Immediately after the injury, you will notice some serious pain and swelling. Bruising is also common. Other symptoms may occur later, such as having difficulty walking--particularly if the big toe is broken--and the feeling that your shoe is too tight. Your toe also may appear strangely bent.
While there are many indications that your toe is broken pretty much immediately after the fact, you can also experience complications as the toe heals. While at first it will be excruciatingly painful and probably swollen and throbbing, as the pain eases other symptoms may set in. Blood may pool under the toenail of the injured toe. Should this occur, you will have to have it professionally drained. Broken toes can take up to six weeks to heal, but you can speed your recovery by taking it easy on your toe and following the doctor's instructions to the letter when it comes to care. Even after the toe has healed, this part of the body is very prone to injury-related arthritis, and you may feel periodic pain in the injured joint.

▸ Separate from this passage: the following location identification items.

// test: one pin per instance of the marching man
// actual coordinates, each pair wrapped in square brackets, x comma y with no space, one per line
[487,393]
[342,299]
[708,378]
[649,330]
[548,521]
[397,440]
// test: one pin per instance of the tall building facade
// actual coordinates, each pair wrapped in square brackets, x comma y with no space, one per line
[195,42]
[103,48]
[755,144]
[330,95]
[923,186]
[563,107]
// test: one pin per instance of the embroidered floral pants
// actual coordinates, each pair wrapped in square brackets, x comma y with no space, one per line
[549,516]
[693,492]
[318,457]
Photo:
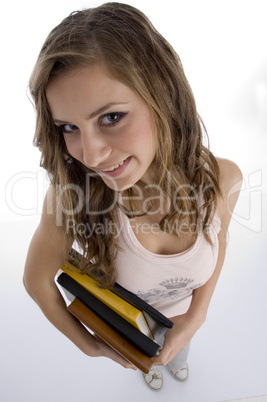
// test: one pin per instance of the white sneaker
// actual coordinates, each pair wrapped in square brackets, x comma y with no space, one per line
[181,374]
[154,378]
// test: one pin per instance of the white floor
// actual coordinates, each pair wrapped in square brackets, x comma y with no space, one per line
[228,355]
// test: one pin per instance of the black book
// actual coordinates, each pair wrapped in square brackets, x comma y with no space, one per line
[144,343]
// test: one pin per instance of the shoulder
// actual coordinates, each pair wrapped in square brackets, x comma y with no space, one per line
[48,248]
[230,180]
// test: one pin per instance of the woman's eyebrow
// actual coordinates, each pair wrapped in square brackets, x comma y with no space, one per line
[103,108]
[96,112]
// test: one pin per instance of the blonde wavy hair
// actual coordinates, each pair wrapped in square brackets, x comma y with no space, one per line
[123,38]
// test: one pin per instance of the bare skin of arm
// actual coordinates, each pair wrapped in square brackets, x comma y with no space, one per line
[48,250]
[186,325]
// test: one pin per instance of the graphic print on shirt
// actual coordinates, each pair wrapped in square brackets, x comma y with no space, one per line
[174,288]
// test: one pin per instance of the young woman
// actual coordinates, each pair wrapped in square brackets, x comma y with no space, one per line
[131,181]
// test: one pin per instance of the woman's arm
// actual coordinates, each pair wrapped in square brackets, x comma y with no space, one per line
[186,325]
[47,252]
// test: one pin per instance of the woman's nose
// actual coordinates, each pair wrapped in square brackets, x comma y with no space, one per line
[95,149]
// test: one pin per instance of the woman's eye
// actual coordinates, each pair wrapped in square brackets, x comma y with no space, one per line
[68,128]
[111,119]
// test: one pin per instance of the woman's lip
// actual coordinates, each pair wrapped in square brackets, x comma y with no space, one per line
[118,171]
[111,166]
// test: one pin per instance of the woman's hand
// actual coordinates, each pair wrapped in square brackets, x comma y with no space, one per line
[177,338]
[103,349]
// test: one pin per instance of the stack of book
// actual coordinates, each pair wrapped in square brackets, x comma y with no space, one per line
[119,317]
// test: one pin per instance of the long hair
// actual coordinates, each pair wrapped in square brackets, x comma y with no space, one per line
[124,40]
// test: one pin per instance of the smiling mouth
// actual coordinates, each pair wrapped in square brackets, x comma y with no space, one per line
[113,167]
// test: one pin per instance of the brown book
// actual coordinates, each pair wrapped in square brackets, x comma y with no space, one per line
[109,335]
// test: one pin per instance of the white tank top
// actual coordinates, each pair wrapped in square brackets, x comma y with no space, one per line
[165,281]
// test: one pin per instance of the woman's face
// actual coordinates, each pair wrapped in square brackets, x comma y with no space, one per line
[106,125]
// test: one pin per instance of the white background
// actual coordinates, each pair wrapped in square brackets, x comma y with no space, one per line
[222,45]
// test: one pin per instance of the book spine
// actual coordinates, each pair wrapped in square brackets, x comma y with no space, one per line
[110,336]
[140,340]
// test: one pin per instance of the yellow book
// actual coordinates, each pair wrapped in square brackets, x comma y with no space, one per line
[126,310]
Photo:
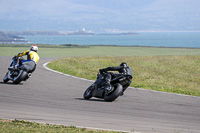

Many people think that nothing can be done for a broken toe. As a result, even when they have seriously injured their foot, they do not go to the doctor. While there are things that can be done at home to help a broken toe heal, you should always consult a physician to make sure that there are no complications such as infection with your broken bone.
Once you have seen a doctor, there are things you can do to help your toe heal faster. Prop your foot up on pillows whenever possible. This will lesson the swelling. Reclining in a lounge chair has a similar effect. For the first one or two days after you break your toe, you can ice the digit every two hours for about 20 minutes. After the first couple of days, this treatment is no longer helpful or necessary. You should also do your best to stay off your injured foot until the toe is completely healed.
Any time you break a bone, you run the risk of serious infection and major complications. Even if the bone is as small as your little toe, you should still have it examined by a doctor. Particularly if the pain of the break does not ease but gets worse or if the toe becomes sore, red or hot, it is vitally important that you have it checked as soon as possible in order to avoid serious infections that could eventually lead to an amputation if left untreated.